List of Minor Planets Named After People

This is a list of minor planets named after people, both real and fictional.

Read more about List Of Minor Planets Named After People:  Monarchs and Royalty, Nobility, Politicians and Statesmen, Religion, Explorers, Historians, Other Social Scientists, Philosophers, Editors and Publishers, Discoverers' Relatives, Others

Famous quotes containing the words list of, list, minor, planets, named and/or people:

    Every morning I woke in dread, waiting for the day nurse to go on her rounds and announce from the list of names in her hand whether or not I was for shock treatment, the new and fashionable means of quieting people and of making them realize that orders are to be obeyed and floors are to be polished without anyone protesting and faces are to be made to be fixed into smiles and weeping is a crime.
    Janet Frame (b. 1924)

    I made a list of things I have
    to remember and a list
    of things I want to forget,
    but I see they are the same list.
    Linda Pastan (b. 1932)

    There are acacias, a graceful species amusingly devitalized by sentimentality, this kind drooping its leaves with the grace of a young widow bowed in controllable grief, this one obscuring them with a smooth silver as of placid tears.

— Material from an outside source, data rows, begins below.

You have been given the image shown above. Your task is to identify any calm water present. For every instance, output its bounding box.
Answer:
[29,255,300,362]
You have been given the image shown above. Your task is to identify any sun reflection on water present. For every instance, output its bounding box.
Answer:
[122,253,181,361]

They please, like the minor French novelists of the eighteenth century, by suggesting a universe in which nothing cuts deep.
    Rebecca West (1892–1983)

    Marriage is the clue to human life, but there is no marriage apart from the wheeling sun and the nodding earth, from the straying of the planets and the magnificence of the fixed stars.
    —D.H. (David Herbert)

    The mighty river flowing dark and deep,
    With ebb and flood from the remote sea-tides
    Vague-sounding through the City’s sleepless sleep,
    Is named the River of the Suicides;
    James Thomson (1834–1882)

    Your child...may not call you or other people names.... Don’t be tempted to gloss over this issue. You may be able to talk to yourself into not minding being called names, but this decision may come back to haunt you in later years. If you let a preschooler speak disrespectfully to you now, you’ll have a much harder time of it when your child is a preteen and the issue resurfaces, which it is likely to do then.